One of Isaac Asimov’s many enthusiasms is history and to it he brings his own unique perspective along with clarity, balance, and wit with a lively writing style. His first two volumes on American history, THE SHAPING OF NORTH AMERICA (which dealt with the early period) and THE BIRTH OF THE UNITED STATES (the Revolutionary and Constitutional period) were greeted with enthusiasm by reviewers. As Elizabeth Coolidge said about them in the Boston Globe:
“…Isaac Asimov can be counted on to marshal an enormous wealth of material in such a way that young people can read it with pleasure as well as with learning. With short declarative sentences, lively vocabulary and pertinent anecdotes, he organizes history into a smooth yet sprightly prose.
“…Dr. Asimov writes with a broad perspective. He writes about absolutely everything. And he’s certainly not dull.”
Dr. Asimov is not dull when he writes of the Civil War period either. In OUR FEDERAL UNION he covers this critical time in our history. It was an era that was peopled with fascinating personalities and filled with monumental events. Asimov makes the most of them all and the result is an other highly readable book.

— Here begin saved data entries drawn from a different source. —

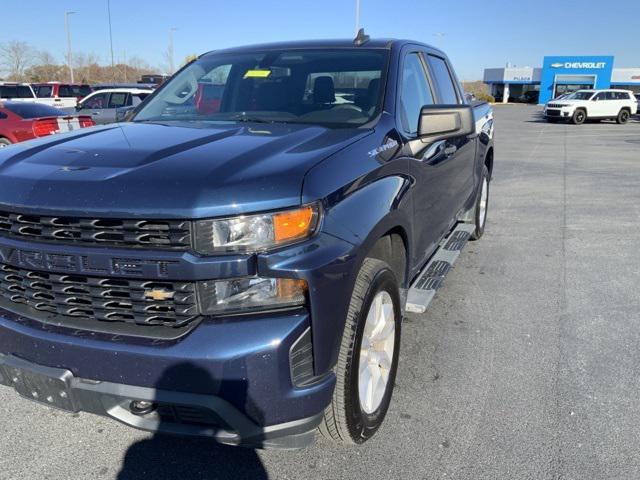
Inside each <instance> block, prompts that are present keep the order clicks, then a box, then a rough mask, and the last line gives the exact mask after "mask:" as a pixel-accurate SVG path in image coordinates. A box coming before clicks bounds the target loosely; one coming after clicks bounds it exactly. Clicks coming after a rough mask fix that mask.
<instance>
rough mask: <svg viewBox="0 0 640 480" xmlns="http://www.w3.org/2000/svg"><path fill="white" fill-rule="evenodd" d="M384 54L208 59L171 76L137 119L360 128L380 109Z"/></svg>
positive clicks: (379, 111)
mask: <svg viewBox="0 0 640 480" xmlns="http://www.w3.org/2000/svg"><path fill="white" fill-rule="evenodd" d="M387 56H388V53H387V51H386V50H376V49H369V50H367V49H360V48H352V49H351V48H349V49H341V50H319V49H317V50H285V51H265V52H252V53H246V52H241V53H225V54H210V55H206V56H204V57H201V58H200V59H198V60H197V61H195V62H194V63H192V64H191V65H189V66H188V67H186V68H185V69H184V70H182V71H181V72H180V73H178V74H177V75H176V76H175V77H174V78H172V79H171V80H170V81H169V82H168V83H167V84H165V85H164V86H163V87H162V89H161V90H160V91H159V92H158V93H157V94H156V95H155V97H154V98H152V99H151V100H150V101H149V102H148V103H147V104H146V105H145V106H144V107H143V108H142V109H141V110H140V111H139V112H138V113H137V114H136V116H135V117H134V119H133V121H134V122H154V121H157V122H163V123H166V122H168V121H169V122H170V121H175V122H259V123H305V124H316V125H322V126H327V127H332V128H340V127H343V128H344V127H356V126H359V125H363V124H365V123H367V122H369V121H370V120H372V119H373V118H375V116H376V115H377V114H378V113H379V112H380V110H381V106H382V91H383V89H382V87H383V84H384V82H383V81H382V79H383V76H384V72H385V69H386V64H387Z"/></svg>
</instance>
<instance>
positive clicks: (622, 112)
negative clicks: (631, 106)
mask: <svg viewBox="0 0 640 480" xmlns="http://www.w3.org/2000/svg"><path fill="white" fill-rule="evenodd" d="M630 116H631V114H630V113H629V110H620V113H618V117H617V118H616V123H618V125H623V124H625V123H627V122H628V121H629V117H630Z"/></svg>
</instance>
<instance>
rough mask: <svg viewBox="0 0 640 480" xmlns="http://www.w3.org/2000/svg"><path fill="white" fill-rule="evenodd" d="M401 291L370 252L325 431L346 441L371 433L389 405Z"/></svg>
mask: <svg viewBox="0 0 640 480" xmlns="http://www.w3.org/2000/svg"><path fill="white" fill-rule="evenodd" d="M400 312H401V311H400V295H399V286H398V281H397V279H396V276H395V274H394V273H393V271H392V270H391V267H389V265H388V264H386V263H385V262H383V261H381V260H377V259H373V258H367V259H365V261H364V263H363V264H362V268H361V269H360V272H359V273H358V278H357V279H356V285H355V287H354V290H353V294H352V296H351V303H350V304H349V311H348V313H347V321H346V325H345V329H344V333H343V336H342V344H341V346H340V353H339V357H338V363H337V365H336V369H335V371H336V389H335V391H334V394H333V399H332V402H331V404H330V405H329V406H328V407H327V409H326V410H325V414H324V420H323V422H322V424H321V425H320V427H319V429H320V433H321V434H322V435H323V436H325V437H327V438H330V439H331V440H334V441H336V442H340V443H346V444H359V443H363V442H365V441H367V440H368V439H369V438H371V437H372V436H373V435H374V434H375V433H376V431H377V430H378V428H379V427H380V425H381V424H382V422H383V420H384V417H385V415H386V413H387V410H388V409H389V404H390V403H391V395H392V393H393V387H394V384H395V378H396V371H397V369H398V354H399V350H400V322H401V313H400Z"/></svg>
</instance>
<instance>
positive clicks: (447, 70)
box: [429, 55, 460, 105]
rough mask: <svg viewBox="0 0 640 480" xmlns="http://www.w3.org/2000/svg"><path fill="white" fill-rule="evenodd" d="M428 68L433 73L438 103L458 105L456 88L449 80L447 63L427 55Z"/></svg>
mask: <svg viewBox="0 0 640 480" xmlns="http://www.w3.org/2000/svg"><path fill="white" fill-rule="evenodd" d="M429 66H430V67H431V70H432V72H433V80H434V82H435V83H436V85H437V87H438V91H439V92H440V102H442V103H444V104H452V105H453V104H456V103H460V100H459V98H458V93H457V92H456V87H455V86H454V83H453V79H452V78H451V72H449V67H447V62H446V61H445V60H444V58H440V57H436V56H434V55H429Z"/></svg>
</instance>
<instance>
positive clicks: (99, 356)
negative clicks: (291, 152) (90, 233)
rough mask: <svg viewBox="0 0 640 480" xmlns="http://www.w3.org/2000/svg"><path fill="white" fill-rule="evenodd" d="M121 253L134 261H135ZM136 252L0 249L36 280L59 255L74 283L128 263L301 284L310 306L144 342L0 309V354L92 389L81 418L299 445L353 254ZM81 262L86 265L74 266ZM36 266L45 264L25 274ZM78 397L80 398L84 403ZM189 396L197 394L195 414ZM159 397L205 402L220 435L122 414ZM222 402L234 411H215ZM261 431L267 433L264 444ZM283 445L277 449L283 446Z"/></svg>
mask: <svg viewBox="0 0 640 480" xmlns="http://www.w3.org/2000/svg"><path fill="white" fill-rule="evenodd" d="M25 252H27V253H29V255H26V254H25ZM65 252H66V253H65ZM127 253H128V255H129V256H130V255H132V254H133V253H134V252H127ZM135 253H136V254H137V255H138V259H137V260H129V257H128V256H127V257H124V256H123V251H122V250H111V249H101V250H98V249H94V248H86V247H83V248H80V247H70V246H59V245H44V244H36V243H27V242H17V241H13V240H8V239H4V238H3V239H0V261H1V262H3V263H7V264H15V265H16V266H19V267H23V268H26V267H29V268H31V269H34V270H46V271H53V272H55V271H57V270H59V268H60V265H59V262H54V263H46V259H47V258H49V257H51V256H55V258H56V259H57V258H59V257H60V255H63V254H64V255H65V258H67V259H68V260H69V261H68V262H66V263H65V265H64V267H65V270H64V272H63V273H73V274H78V275H90V272H86V271H83V270H82V269H83V268H86V267H87V265H88V266H89V267H90V268H91V269H93V270H95V269H100V271H101V275H104V276H114V277H117V276H118V273H119V274H120V275H122V272H121V271H120V272H116V271H115V270H114V269H113V268H111V267H113V265H114V264H118V262H120V261H121V260H122V258H126V259H127V265H135V269H131V270H130V271H128V272H127V273H129V274H130V275H129V276H134V274H135V276H136V277H140V278H147V279H149V278H162V279H177V280H198V279H215V278H229V277H234V276H238V275H256V274H257V275H260V276H267V277H273V278H279V277H284V278H301V279H304V280H306V281H307V283H308V285H309V305H308V306H307V307H300V308H296V309H290V310H286V311H274V312H264V313H252V314H242V315H236V316H229V317H219V318H212V317H204V318H202V319H201V320H200V321H199V322H198V323H197V325H195V326H194V327H193V328H191V329H189V330H188V331H185V332H183V333H181V334H179V335H155V336H153V335H152V336H144V335H139V333H140V331H142V330H144V331H145V333H146V332H147V331H150V330H146V329H147V328H151V327H146V326H140V327H137V329H136V330H135V331H134V332H127V331H122V330H118V331H116V330H109V329H105V330H99V329H87V328H83V327H82V325H80V324H71V323H70V322H69V320H68V319H67V320H65V323H64V325H62V324H61V323H60V322H58V321H57V320H56V319H55V318H51V319H49V320H48V321H42V319H40V320H34V319H33V316H32V315H31V314H30V313H29V312H27V311H22V310H20V308H17V307H15V306H11V307H8V306H3V305H2V304H1V303H0V355H4V358H18V359H20V360H23V361H26V362H28V363H29V364H32V365H34V367H33V368H35V369H38V368H40V367H43V368H53V369H61V370H63V371H69V372H71V375H72V376H73V378H74V379H77V382H76V383H75V384H77V385H79V386H81V387H82V388H80V387H76V389H77V388H80V389H81V391H82V392H86V391H87V385H91V388H90V390H91V392H93V393H94V394H95V395H96V397H95V398H97V400H91V401H90V402H89V403H87V402H84V403H81V404H80V405H79V407H78V408H79V409H80V410H86V411H89V412H92V413H98V414H101V415H107V416H109V417H112V418H116V419H118V420H120V421H124V422H125V423H127V424H129V425H131V426H133V427H136V428H143V429H147V430H160V431H174V432H175V431H176V429H177V430H179V433H192V434H195V435H202V434H205V435H208V436H212V437H214V438H216V439H217V440H219V441H222V442H224V443H231V444H237V443H243V444H244V443H249V444H252V445H256V444H257V445H260V444H261V443H260V442H262V440H265V441H264V442H262V443H263V444H264V445H265V446H275V445H276V443H277V442H276V441H275V438H281V437H282V436H289V435H293V436H294V437H293V438H294V439H295V438H296V436H298V435H302V436H303V437H304V436H305V435H307V433H308V432H307V429H308V428H311V429H312V426H314V423H315V422H316V421H319V420H318V418H319V415H321V414H322V412H323V411H324V409H325V408H326V406H327V405H328V404H329V403H330V401H331V396H332V394H333V390H334V386H335V375H334V373H333V371H332V367H333V365H335V361H336V358H337V354H338V350H339V346H340V338H341V332H342V329H343V327H344V320H345V318H346V311H347V308H348V303H349V298H350V293H351V290H352V288H353V281H354V272H355V271H357V268H358V260H359V259H358V256H357V255H358V254H357V249H356V248H355V247H354V246H353V245H352V244H350V243H348V242H345V241H343V240H340V239H338V238H336V237H333V236H331V235H327V234H323V233H320V234H319V235H317V236H315V237H313V238H312V239H310V240H309V241H307V242H304V243H301V244H297V245H292V246H290V247H286V248H282V249H278V250H275V251H273V252H268V253H264V254H259V255H253V256H249V255H247V256H244V257H240V256H233V255H232V256H225V257H214V258H198V257H195V256H193V255H190V254H179V253H178V252H164V253H158V252H151V251H149V252H147V251H140V252H138V251H136V252H135ZM85 256H86V257H87V258H89V260H90V263H87V262H83V261H82V259H83V258H84V257H85ZM52 258H53V257H52ZM114 259H115V260H117V262H115V263H114ZM36 260H37V261H38V262H40V263H42V262H45V263H42V265H41V264H40V263H38V264H33V262H35V261H36ZM25 262H29V264H28V265H26V264H25ZM159 266H163V268H160V267H159ZM164 267H166V268H164ZM134 270H135V271H134ZM160 274H162V276H160ZM96 323H105V324H107V325H109V322H97V321H96V322H93V325H94V326H95V324H96ZM154 328H155V327H154ZM159 328H163V327H159ZM169 330H171V329H170V328H169ZM305 336H306V339H307V341H308V343H307V344H306V347H305V348H304V349H302V350H303V351H304V352H306V353H308V355H309V356H310V357H311V359H310V360H309V361H307V362H306V365H309V363H311V369H312V370H311V371H312V372H313V375H312V378H309V376H308V375H307V377H305V379H304V381H302V382H297V381H294V379H296V371H295V370H296V369H295V368H294V367H295V362H293V360H292V359H293V358H294V357H295V356H294V355H292V352H293V348H294V346H296V345H299V344H300V340H301V338H303V337H305ZM303 360H304V359H303ZM304 363H305V361H303V362H302V364H304ZM302 368H303V369H304V367H302ZM91 382H93V384H91ZM114 392H115V394H114ZM78 395H80V396H81V397H82V398H84V396H85V393H81V394H78ZM114 395H115V397H114ZM194 395H195V396H198V397H197V401H196V402H195V404H193V403H192V400H194V399H196V397H194ZM167 397H170V398H171V399H176V401H177V402H178V404H180V405H184V404H186V405H187V406H195V407H198V408H200V406H201V405H202V404H203V402H204V401H205V400H206V402H214V403H215V405H216V408H215V409H213V410H212V412H213V414H214V415H216V416H218V417H220V419H221V421H222V422H223V423H224V426H223V428H216V429H215V430H212V429H210V428H208V427H207V428H202V426H196V427H194V426H190V427H189V428H186V427H184V425H183V426H181V427H179V428H178V427H176V426H175V425H170V422H167V421H166V420H163V421H162V422H159V421H158V422H156V424H154V423H153V422H152V421H151V420H149V421H145V422H140V421H139V418H138V417H136V418H135V419H134V418H133V417H131V416H130V415H124V413H123V411H122V408H124V407H123V405H126V404H127V403H128V402H130V400H131V399H132V398H134V399H138V400H149V401H152V400H154V401H157V402H159V403H162V401H163V400H162V399H163V398H167ZM105 398H106V400H103V399H105ZM95 402H98V403H99V408H98V407H95V405H96V403H95ZM105 402H106V405H107V407H106V408H105V407H104V406H105ZM206 402H205V403H206ZM221 402H224V404H225V405H229V406H230V407H231V408H232V409H233V410H231V409H227V408H224V409H222V410H221V409H219V408H218V407H217V406H219V405H222V404H223V403H221ZM117 406H120V407H121V408H120V407H119V408H116V407H117ZM229 412H235V413H233V414H229ZM229 415H230V416H229ZM239 418H240V419H242V421H241V422H238V419H239ZM133 420H136V421H133ZM292 425H293V426H295V428H293V430H292V428H291V426H292ZM186 430H188V432H187V431H186ZM265 432H269V434H268V436H266V437H265V435H266V434H265ZM305 432H307V433H305ZM261 436H262V437H261ZM263 437H264V438H263ZM266 440H268V442H267V441H266ZM303 440H304V439H303ZM303 440H301V441H303ZM304 441H306V440H304ZM287 442H288V441H286V440H281V441H280V443H281V444H283V445H285V446H286V445H288V443H287ZM303 443H304V442H303Z"/></svg>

Like The Birth of the United States, which this follows, Asimov deals here with United States history, this time the period from the end of the War of 1812 through Reconstruction. As before, the book isn’t so much bad as distinctly inferior to the classic Houghton-Mifflin histories like The Greeks.

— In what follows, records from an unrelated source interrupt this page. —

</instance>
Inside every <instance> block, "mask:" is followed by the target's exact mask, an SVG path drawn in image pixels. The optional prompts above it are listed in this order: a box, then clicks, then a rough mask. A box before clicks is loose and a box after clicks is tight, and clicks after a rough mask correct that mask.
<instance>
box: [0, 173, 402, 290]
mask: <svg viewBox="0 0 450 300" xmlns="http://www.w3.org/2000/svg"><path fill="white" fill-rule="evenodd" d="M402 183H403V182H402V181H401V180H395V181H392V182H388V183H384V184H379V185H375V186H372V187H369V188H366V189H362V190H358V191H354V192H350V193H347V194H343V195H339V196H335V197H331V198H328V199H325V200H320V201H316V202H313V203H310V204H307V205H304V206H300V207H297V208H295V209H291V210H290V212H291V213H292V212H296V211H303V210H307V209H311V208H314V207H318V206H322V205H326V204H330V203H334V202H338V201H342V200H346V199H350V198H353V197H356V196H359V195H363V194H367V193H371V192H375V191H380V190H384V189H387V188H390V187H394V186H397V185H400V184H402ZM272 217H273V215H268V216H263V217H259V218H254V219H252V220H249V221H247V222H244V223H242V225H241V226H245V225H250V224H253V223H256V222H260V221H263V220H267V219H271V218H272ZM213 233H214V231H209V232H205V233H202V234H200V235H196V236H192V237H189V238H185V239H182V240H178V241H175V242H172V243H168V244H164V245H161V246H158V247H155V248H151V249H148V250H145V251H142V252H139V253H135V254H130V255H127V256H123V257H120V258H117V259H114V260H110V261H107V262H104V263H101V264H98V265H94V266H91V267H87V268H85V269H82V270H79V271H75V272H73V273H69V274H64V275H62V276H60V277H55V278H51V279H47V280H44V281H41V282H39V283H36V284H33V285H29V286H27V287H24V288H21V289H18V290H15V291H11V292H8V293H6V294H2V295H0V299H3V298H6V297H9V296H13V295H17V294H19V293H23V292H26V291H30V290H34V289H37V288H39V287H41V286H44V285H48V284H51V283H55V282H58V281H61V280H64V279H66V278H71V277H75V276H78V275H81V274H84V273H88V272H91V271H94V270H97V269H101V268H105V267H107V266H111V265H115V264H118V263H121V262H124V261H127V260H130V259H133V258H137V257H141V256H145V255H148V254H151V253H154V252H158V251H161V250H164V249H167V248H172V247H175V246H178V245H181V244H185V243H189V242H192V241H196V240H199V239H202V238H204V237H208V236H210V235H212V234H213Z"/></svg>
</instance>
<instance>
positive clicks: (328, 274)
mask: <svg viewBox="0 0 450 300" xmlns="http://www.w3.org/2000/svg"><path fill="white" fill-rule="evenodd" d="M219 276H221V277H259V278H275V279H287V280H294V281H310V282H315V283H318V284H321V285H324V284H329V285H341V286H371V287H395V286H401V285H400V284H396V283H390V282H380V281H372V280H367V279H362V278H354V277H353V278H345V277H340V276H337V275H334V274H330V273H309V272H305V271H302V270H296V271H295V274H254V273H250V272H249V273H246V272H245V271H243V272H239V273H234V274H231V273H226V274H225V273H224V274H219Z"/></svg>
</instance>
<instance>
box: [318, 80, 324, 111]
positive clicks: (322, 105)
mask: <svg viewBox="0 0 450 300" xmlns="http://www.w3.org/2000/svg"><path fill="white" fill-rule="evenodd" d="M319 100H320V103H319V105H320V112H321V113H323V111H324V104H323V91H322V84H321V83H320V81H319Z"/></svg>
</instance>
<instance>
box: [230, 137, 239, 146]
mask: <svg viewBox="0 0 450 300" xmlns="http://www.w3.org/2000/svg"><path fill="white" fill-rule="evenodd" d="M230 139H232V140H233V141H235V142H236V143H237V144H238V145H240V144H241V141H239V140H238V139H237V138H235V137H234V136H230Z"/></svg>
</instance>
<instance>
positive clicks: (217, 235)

Again, the story is interrupted periodically for census and election data which might better be consigned to charts and appendices, and again we’re treated to detailed birth information for even comparatively minor figures. All of this weakens the book as storytelling.
As a history, there is competition for this book in spades, which also weakens the desire to recommend it. Given the fact that it isn’t one of Asimov’s best, and given the number of other good books on the same subject for the same audience, my overall reaction tends to be lukewarm at best.